By Neha Dasgupta
NEWDELHI (Reuters) – India fears China could soon start flooding excess steel into its market after the United States raised tariffs on Chinese products due to the escalating trade war between the world’s two largest economies, according to three government sources and four industry officials.
As a result, the Indian steel industry has asked the Indian government to put in so-called safeguard duties of as much as 25 percent to protect it from growing imports. These would be imposed on steel that the government determines has been dumped in India at prices below the cost of production.
Since last year, China and the United States have been locked in a trade conflict as Washington seeks to fix the trade balance, currently tilted in favour of Beijing. The two nations have raised or threatened to raise tariffs on each other’s goods, moves that could re-draw trade flows and that have threatened to derail the global economy.
“China has excess (steel) capacity and there is a concern they could re-route it through other countries like Vietnam and Cambodia into India,” an Indian government source with direct knowledge of the matter said.
“Steel sector is vulnerable,” the source said, declining to be identified due to the sensitive nature of discussions.

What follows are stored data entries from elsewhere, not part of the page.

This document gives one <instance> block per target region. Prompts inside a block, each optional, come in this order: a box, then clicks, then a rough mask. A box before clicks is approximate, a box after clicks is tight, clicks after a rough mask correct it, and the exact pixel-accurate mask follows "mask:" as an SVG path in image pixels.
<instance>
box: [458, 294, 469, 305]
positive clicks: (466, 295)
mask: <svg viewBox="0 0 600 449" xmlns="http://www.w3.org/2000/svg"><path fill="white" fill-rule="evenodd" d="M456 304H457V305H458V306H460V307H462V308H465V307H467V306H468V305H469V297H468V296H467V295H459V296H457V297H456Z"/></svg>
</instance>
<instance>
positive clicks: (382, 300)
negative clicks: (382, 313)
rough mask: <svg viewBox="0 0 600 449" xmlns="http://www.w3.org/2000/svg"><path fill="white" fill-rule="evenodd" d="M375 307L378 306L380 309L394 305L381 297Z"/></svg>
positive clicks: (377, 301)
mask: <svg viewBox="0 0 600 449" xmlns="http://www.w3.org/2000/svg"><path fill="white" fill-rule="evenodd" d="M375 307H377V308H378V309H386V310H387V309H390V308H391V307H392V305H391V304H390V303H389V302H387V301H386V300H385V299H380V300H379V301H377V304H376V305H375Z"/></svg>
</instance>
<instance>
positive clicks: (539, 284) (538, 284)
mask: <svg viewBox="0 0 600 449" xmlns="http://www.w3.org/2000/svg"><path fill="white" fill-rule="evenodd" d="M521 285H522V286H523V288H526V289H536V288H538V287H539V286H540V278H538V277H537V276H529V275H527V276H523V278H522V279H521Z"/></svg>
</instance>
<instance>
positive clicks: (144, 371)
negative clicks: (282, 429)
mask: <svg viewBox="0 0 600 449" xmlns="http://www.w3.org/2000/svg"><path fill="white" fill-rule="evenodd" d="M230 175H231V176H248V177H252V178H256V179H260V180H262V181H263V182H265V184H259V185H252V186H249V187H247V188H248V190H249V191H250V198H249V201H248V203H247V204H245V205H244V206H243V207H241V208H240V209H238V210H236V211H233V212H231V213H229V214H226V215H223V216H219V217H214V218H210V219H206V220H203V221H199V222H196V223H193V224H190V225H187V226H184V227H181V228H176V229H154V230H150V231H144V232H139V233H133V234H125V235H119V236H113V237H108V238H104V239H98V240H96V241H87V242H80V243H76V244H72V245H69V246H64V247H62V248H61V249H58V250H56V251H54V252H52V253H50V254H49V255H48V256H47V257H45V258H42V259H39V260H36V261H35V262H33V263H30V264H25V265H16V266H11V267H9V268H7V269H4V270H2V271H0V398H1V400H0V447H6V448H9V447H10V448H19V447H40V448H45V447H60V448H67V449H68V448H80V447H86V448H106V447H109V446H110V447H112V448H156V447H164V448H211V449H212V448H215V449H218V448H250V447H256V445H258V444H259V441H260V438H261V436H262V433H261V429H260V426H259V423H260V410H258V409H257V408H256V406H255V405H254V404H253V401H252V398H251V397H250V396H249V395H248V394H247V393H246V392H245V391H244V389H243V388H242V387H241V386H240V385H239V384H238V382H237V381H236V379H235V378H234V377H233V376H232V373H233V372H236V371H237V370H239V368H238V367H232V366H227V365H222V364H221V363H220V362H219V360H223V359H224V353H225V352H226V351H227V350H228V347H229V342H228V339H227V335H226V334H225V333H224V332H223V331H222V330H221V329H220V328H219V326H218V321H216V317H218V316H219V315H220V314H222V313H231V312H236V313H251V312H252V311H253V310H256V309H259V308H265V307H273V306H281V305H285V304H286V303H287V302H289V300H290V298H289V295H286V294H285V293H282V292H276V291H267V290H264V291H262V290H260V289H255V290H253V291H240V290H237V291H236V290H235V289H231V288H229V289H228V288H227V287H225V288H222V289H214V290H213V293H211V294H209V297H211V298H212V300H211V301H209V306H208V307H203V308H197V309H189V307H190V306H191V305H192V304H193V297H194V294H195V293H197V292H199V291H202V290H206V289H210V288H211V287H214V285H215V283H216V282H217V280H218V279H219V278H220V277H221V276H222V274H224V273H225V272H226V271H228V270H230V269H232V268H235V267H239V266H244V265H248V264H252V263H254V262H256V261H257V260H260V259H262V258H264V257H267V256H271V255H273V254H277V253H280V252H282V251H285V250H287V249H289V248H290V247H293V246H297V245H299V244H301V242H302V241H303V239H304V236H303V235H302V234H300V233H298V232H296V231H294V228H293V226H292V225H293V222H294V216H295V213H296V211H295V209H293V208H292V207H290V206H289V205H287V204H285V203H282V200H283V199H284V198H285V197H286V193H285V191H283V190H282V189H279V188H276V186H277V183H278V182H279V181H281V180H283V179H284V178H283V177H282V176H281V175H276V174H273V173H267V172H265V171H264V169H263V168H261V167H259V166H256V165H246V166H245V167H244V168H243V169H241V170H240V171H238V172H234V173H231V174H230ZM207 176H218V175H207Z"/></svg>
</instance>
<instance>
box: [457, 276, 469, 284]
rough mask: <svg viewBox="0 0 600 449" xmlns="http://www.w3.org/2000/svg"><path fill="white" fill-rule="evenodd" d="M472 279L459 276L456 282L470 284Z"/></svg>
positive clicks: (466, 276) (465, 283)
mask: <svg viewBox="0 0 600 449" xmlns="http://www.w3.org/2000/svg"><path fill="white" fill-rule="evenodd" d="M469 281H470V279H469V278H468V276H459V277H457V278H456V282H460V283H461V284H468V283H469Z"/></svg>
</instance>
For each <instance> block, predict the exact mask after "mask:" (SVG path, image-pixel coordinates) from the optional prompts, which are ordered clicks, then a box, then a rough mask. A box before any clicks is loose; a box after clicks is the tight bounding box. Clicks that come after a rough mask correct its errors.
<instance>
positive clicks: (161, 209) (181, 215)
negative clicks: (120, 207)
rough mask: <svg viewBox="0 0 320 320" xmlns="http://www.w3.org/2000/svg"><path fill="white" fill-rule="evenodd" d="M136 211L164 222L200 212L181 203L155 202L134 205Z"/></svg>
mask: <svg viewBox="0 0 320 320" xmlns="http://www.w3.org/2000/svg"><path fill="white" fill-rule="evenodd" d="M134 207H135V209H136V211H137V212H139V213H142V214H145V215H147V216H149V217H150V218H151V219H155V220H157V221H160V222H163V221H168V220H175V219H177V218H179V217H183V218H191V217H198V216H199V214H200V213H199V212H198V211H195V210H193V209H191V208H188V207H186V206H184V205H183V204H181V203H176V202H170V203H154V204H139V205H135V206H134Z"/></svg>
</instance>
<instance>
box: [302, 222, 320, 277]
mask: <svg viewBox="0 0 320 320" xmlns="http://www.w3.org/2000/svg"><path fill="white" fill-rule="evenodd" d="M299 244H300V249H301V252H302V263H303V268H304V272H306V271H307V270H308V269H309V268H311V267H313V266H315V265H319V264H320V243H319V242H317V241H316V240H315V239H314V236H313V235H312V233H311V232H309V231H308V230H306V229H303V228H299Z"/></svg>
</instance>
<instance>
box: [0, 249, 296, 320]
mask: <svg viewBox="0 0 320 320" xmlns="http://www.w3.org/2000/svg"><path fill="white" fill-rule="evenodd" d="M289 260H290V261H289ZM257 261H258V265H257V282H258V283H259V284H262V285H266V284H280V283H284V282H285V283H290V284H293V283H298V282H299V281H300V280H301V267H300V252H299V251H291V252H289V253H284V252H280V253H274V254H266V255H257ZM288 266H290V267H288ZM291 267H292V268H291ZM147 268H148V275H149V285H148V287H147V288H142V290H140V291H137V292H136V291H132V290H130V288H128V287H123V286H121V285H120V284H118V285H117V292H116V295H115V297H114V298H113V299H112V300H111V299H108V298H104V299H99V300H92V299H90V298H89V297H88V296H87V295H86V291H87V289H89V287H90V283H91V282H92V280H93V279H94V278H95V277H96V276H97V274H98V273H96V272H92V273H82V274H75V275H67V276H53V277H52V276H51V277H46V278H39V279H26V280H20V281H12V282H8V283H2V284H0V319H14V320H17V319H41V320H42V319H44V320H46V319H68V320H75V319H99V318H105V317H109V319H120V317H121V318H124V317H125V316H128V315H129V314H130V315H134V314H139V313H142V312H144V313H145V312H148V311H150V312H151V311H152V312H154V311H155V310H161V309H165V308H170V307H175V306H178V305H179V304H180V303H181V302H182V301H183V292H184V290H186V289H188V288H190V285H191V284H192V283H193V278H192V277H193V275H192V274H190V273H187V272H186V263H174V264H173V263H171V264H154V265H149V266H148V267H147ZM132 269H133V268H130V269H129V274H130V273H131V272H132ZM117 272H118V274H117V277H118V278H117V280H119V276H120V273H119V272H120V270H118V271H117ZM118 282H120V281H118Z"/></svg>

India, the world’s second-largest steel producer, turned net importer in the year ended March 31, 2019 after a gap of three years. That is because the country lacks the capability to produce high-quality steel and has lost some of its global clients to cheaper exports from China, Japan and South Korea.
“China, Japan, Korea which are major exporters to U.S., Europe and Canada, because of trade actions, they are also diverting steel into India,” Seshagiri Rao, joint managing director at JSW Steel Ltd, told Reuters.
“It is very much essential for government of India to increase the safeguard duty to 25 percent as soon as possible,” said Rao. Currently, there are a range of such duty levels.
Last month, steel companies JSW, Steel Authority of India, Tata Steel, Jindal Steel and Power – controlling over 45 percent of India’s total steel production – met with government officials to ask for safeguards, according to a source who attended the meeting.
During the meeting, Steel Secretary Binoy Kumar, the top bureaucrat in the Ministry of Steel, also said that the steel industry was at risk from global excess capacity, the source said.
Kumar said India need to act soon to protect its fragile steel industry from predatory imports as it would be difficult to revive it if the situation was allowed to deteriorate for three-to-four years. However, he said a decision on safeguard duties has not yet been taken.
The steel ministry did not respond to Reuters’ emails and phone calls seeking comments. Neither did SAIL, Tata and JSPL.
“What we are seeing is that part of displaced exports is already making inroads,” said Arnab Kumar Hazra, assistant secretary general at the Indian Steel Association, which represents major steel producers. There was therefore every reason to argue for safeguard duties given the perceived threat, he said.
India had imposed a slew of safeguards in 2015-2017 on several steel products to curb cheaper imports and protect local industry, prompting Japan to refer India’s behaviour to the World Trade Organization (WTO) dispute panel.
India’s trade deficit with China jumped more than a nine fold over the past decade to $63.05 billion (49 billion pounds) in the year ending March 2018.
With the latest U.S. tariffs on Chinese goods, India fears Beijing could also re-route exports of electronic items, toys, furniture and organic chemicals to India through other Southeast Asian nations.
New Delhi and Beijing have been negotiating over greater market access as China wants to exports milk products and apples to India while New Delhi wants to sell China bovine meat, sources said.